In particular, when the baby boom generation (born 1964–1974) starts receiving National Pension benefits in earnest, there is a risk that realized returns will be sharply reduced. Right now, selling $1 worth of overseas assets can yield 1,470 won, but if the exchange rate falls due to the sale of overseas assets for pension payments going forward, that amount could be less. An official at the ministry said, "We need to prevent a situation in which the National Pension Service becomes a 'self-destructive structure' in relation to exchange rate fluctuations."

The won–dollar exchange rate reads 1,473 won on the ticker above the Hana Bank dealing room in Jung-gu, Seoul, on the afternoon of the 11th. /Courtesy of News1

Recently, instead of selling won to buy dollars, the National Pension Service has been considering raising dollars by issuing foreign currency bonds. Mobilizing foreign currency bonds can avoid pushing the exchange rate higher.

The National Pension Service is also reportedly reviewing easing the rigidity of hedging by selling overseas assets to lower the exchange rate only once the won-dollar rate rises to around 1,480 won.

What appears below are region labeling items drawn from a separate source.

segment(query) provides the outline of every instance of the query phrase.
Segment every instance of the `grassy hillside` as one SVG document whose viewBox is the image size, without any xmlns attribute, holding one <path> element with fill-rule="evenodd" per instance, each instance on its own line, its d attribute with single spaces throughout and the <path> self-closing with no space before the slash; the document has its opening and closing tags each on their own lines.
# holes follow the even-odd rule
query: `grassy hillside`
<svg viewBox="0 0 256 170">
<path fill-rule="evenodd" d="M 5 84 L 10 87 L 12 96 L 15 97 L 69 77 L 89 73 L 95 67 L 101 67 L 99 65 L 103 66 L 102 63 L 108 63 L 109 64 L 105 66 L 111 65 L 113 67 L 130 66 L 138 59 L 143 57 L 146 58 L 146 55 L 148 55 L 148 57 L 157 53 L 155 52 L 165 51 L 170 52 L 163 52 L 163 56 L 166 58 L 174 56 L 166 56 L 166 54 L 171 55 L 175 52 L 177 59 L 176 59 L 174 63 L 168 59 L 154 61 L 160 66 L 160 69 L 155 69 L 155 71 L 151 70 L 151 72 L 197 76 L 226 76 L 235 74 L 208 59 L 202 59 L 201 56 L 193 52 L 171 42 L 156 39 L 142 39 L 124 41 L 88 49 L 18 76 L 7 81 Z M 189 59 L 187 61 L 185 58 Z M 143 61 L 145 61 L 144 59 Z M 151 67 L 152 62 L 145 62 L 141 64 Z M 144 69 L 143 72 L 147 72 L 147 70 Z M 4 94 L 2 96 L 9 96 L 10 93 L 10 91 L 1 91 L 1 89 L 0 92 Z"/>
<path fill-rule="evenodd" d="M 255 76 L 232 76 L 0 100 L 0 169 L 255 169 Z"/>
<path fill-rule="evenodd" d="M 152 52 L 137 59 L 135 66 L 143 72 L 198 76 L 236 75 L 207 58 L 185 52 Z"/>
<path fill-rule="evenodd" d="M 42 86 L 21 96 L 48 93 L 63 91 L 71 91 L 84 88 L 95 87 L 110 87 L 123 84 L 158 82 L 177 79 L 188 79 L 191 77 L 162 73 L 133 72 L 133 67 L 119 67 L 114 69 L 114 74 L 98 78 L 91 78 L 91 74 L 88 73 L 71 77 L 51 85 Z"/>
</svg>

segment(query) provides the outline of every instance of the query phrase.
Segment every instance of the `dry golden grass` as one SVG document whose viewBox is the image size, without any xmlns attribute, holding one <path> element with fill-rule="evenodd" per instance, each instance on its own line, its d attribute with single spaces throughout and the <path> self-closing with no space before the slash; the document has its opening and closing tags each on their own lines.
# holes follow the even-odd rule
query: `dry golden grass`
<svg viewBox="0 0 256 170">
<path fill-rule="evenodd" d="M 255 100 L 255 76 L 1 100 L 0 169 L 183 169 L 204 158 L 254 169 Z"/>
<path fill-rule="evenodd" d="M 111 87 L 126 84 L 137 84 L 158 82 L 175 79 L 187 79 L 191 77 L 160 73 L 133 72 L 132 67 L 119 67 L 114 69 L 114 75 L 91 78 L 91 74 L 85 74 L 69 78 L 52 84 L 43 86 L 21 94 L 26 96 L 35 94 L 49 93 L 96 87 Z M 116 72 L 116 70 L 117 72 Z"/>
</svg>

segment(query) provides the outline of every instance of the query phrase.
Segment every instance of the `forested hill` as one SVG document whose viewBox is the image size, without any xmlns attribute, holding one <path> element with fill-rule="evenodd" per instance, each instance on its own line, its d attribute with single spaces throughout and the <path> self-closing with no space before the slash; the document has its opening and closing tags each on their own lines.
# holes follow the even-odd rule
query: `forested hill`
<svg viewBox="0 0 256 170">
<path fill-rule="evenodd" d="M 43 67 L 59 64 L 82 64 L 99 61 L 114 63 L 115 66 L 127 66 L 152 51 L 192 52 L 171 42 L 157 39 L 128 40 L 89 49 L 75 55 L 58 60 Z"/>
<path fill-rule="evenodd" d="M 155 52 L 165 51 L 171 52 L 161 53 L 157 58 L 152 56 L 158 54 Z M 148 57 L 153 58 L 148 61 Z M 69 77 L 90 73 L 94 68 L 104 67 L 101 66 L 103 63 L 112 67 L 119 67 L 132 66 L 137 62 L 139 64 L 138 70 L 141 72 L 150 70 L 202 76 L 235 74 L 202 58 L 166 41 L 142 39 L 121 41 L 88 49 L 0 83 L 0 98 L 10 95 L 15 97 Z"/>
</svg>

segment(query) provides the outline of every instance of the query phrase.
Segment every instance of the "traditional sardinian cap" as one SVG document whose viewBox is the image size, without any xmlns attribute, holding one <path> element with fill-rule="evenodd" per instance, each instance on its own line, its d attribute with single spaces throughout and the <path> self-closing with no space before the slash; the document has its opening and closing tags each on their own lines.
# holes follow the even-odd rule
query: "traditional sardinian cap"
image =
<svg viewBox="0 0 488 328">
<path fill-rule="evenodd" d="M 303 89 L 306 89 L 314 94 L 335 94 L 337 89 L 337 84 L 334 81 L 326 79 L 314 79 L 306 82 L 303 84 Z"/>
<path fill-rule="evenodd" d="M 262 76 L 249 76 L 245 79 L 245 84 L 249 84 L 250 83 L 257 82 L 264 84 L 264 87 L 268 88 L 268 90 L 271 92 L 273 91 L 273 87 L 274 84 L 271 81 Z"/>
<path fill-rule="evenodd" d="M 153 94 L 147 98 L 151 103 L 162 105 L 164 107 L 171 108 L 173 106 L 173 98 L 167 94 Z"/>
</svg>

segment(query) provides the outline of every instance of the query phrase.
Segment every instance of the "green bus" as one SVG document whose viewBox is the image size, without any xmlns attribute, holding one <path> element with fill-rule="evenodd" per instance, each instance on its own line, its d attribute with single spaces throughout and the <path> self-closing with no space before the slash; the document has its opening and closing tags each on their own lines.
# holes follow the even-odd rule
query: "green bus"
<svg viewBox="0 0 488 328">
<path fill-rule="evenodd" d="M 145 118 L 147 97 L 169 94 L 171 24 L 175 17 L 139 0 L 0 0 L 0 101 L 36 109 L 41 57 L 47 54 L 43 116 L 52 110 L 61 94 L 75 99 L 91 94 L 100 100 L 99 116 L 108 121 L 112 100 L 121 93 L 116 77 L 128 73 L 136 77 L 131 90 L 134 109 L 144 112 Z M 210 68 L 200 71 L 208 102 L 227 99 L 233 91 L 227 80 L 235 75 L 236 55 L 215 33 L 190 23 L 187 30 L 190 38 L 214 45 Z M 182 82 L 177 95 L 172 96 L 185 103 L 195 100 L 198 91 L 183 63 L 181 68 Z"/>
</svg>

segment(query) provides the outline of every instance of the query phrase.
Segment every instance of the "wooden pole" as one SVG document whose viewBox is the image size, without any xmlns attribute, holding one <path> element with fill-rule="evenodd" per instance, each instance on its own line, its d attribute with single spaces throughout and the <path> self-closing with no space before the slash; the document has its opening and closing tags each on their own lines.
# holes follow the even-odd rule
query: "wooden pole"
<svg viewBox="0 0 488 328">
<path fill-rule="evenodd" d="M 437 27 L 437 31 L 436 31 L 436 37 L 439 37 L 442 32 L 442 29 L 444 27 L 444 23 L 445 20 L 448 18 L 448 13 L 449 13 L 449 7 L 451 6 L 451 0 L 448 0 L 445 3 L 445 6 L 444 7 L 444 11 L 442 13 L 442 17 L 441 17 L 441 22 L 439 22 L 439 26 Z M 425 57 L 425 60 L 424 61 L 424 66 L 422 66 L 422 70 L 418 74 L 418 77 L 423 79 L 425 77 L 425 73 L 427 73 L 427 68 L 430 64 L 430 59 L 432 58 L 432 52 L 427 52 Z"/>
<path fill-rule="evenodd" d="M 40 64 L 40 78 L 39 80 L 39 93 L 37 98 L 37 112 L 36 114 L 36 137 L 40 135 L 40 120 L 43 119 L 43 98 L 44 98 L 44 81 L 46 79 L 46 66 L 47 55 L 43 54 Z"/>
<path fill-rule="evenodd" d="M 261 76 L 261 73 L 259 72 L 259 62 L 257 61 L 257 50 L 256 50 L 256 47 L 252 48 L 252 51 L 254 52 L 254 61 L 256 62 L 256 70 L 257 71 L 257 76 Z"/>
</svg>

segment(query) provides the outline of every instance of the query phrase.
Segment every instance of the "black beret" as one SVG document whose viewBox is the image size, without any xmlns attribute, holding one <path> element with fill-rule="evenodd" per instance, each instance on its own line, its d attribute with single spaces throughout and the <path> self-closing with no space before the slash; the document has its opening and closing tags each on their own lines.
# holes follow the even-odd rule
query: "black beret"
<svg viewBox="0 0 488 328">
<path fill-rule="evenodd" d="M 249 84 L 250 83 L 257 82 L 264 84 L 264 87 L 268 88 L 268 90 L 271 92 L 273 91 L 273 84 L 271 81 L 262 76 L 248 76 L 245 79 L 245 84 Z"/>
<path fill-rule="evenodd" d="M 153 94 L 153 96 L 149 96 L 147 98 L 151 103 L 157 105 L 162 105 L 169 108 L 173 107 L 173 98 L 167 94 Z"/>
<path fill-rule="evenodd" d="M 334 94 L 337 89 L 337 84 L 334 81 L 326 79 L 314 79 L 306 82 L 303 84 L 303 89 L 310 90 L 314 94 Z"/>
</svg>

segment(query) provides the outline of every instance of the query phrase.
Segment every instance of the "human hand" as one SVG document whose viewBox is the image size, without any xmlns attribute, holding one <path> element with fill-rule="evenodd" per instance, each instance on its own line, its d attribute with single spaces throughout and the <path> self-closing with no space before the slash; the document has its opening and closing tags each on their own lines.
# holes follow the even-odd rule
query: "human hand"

The aim is to allow ad hoc sales of overseas assets depending on exchange rate conditions.

An official at the Ministry of Health and Welfare said, "The four-party consultative body to respond to a high exchange rate aims to establish a new framework for National Pension Service asset management from a long-term perspective," adding, "There will be no undermining of the National Pension Service's principles of profitability or independence."